Brüssel sieht die hohe Konzentration in der Musikwelt seit Jahren skeptisch. Im vergangenen Jahr hatte EU-Kommissar Mario Monti bereits nach monatelangen Sondierungen das Gespann EMI-WarnerMusic abblitzen lassen. Damals hatte die Kommission angesichts der dadurch entstehenden Verringerung der Plattenriesen auf nur noch vier vor einem marktbeherrschenden Oligopol gewarnt und die Gefahr wettbewerbsfeindlicher Preisabsprachen zu Lasten der Verbraucher gesehen. Diese grundsätzlichen Vorbehalte haben nun auch den Zusammenschluss der Bertelsmann Music Group (BMG) mit EMI zu Fall gebracht.

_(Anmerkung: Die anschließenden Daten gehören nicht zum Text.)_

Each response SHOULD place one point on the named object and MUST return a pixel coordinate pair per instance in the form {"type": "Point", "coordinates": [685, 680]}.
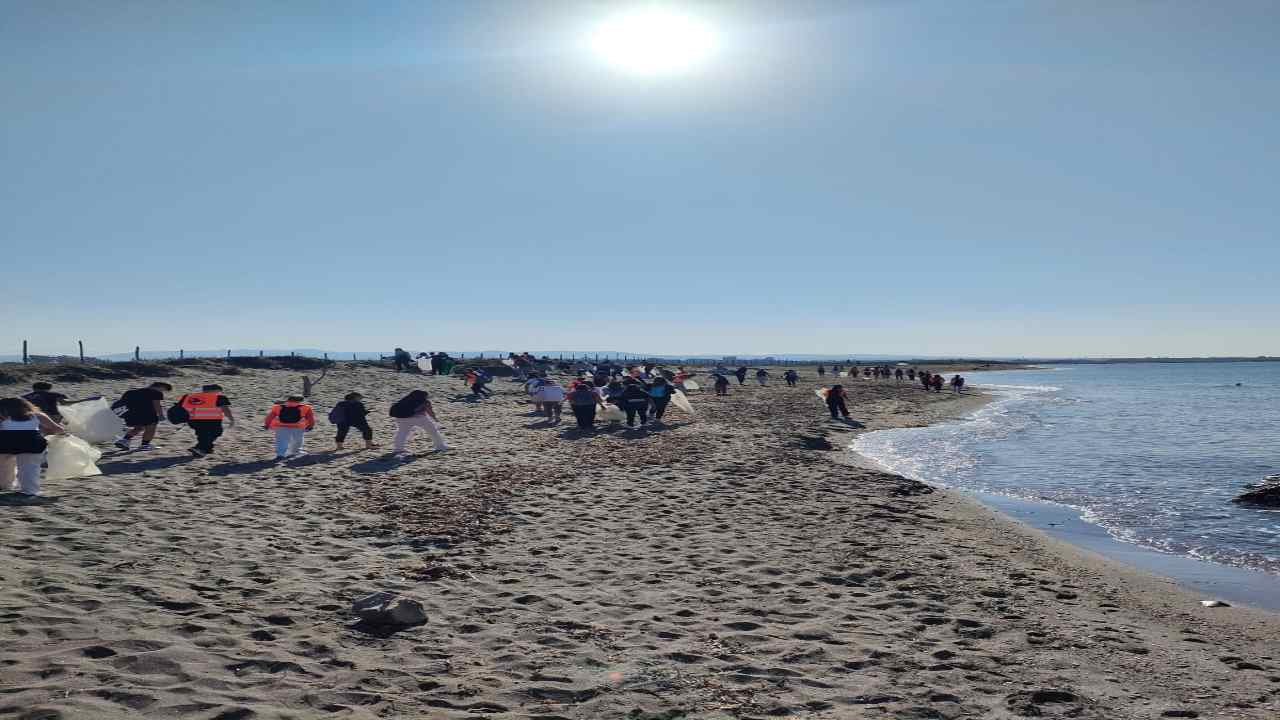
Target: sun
{"type": "Point", "coordinates": [653, 41]}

Ganz unbegründet sind die Befürchtungen in Brüssel nicht. Dies zeigt schon ein Blick auf den deutschen Markt. Dort hat BMG mit Stars wie Whitney Houston, Santana und Christina Aguilera schon jetzt einen Marktanteil von 20 Prozent. EMI kommt mit einer Palette, die sich von den Beatles über über die Spice Girls bis zu Herbert von Karajan erstreckt, auf 15 Prozent. Gemeinsam hätten die Firmen damit gut ein Drittel des deutschen Musikgeschäfts kontrolliert.

Zu Recht spricht Bertelsmann-Chef Thomas Middelhoff von "stürmischen Zeiten", wenn er über sein Musikgeschäft spricht. Für Bertelsmann geht es wie für die anderen Konzerne darum, auszuloten, wohin die Reise geht. Allen ist klar, das dem Internet eine zentrale Rolle zukommt. De facto stehen sich in der Branche schon heute nur noch zwei große Lager gegenüber: Während Sony und Vivendi Universal sich mit ihrem Gemeinschaftsunternehmen Duet den Markt erschließen wollen, hatte Bertelsmann Anfang April mit EMI und dem US-Konzern AOL Time Warner das Joint-venture MusicNet gegründet. Die Fronten sind damit abgesteckt. Die Milliarden-Dollar-Frage bleibt aber, wie sich mit dem Musik-Vertrieb per Internet ein Geschäft machen lässt.

Erfolg von Napster macht hungrig

An Interesse bei den Kunden mangelt es kaum. Der Erfolg der Online-Musikbörse Napster, bei der in Boom-Zeiten über eine Milliarde Songs pro Monat getauscht wurden, führte den Managern deutlich vor Augen, was für ein Potenzial da bislang weitgehend ungenutzt im digitalen Netz schlummert. Das Problem mit Napster ist jedoch, dass der Erfolg wesentlich darauf basierte, dass die Börse kostenlos ist. Nachdem sich abzeichnete, dass diesem und ähnlichen Gratis-Angeboten mit gerichtlichen Beschlüssen kaum beizukommen ist, wagte Bertelsmann den Einstieg bei Napster, um die Tauschbörse in ein legales und kostenpflichtiges Angebot umzubauen. Ab Juli soll durch den Internet-Dienst nun nur noch gegen monatliche Abo-Gebühren Musik heruntergeladen werden. Technisch gesehen ist die Schlüsselfrage, ob es Bertelsmann tatsächlich gelingt, per Kopierschutz und Filter sicherzustellen, dass Napster nicht für illegale Kopien missbraucht wird. Funktioniert das, hängt alles daran, ob das Geschäftsmodell angenommen wird. Wieviele der bisherigen Nutzer angesichts zahlloser anderer Gratis-Websites bereit sind, nun plötzlich Geld für Napster zu bezahlen, ist ungewiss - oder wie es ein Brancheninsider unlängst auf den Punkt brachte: "Es ist einfach schwierig, neben einer sprudelnden Ölquelle eine Tankstelle zu betreiben".

Die Londoner Börse honorierte das Scheitern der Fusion mit einem knapp dreiprozentigen Anstieg der EMI-Aktie auf 457 Pence. Das Papier liegt damit jedoch immer noch deutlich unter jenen 648 Pence, mit denen es am Tag vor der Ankündigung der - später gescheiterten - Fusion mit Time Warner notierte. Nicoli, der nach Meinung von Branchenkennern wegen der zweiten gescheiterten Fusion in seiner 18 Monate währenden Amtszeit unter Druck gerät, kündigte am Dienstag an, EMI habe im ersten Quartal 2001 den Betriebsgewinn um 14 Prozent auf 330 Millionen Pfund gesteigert.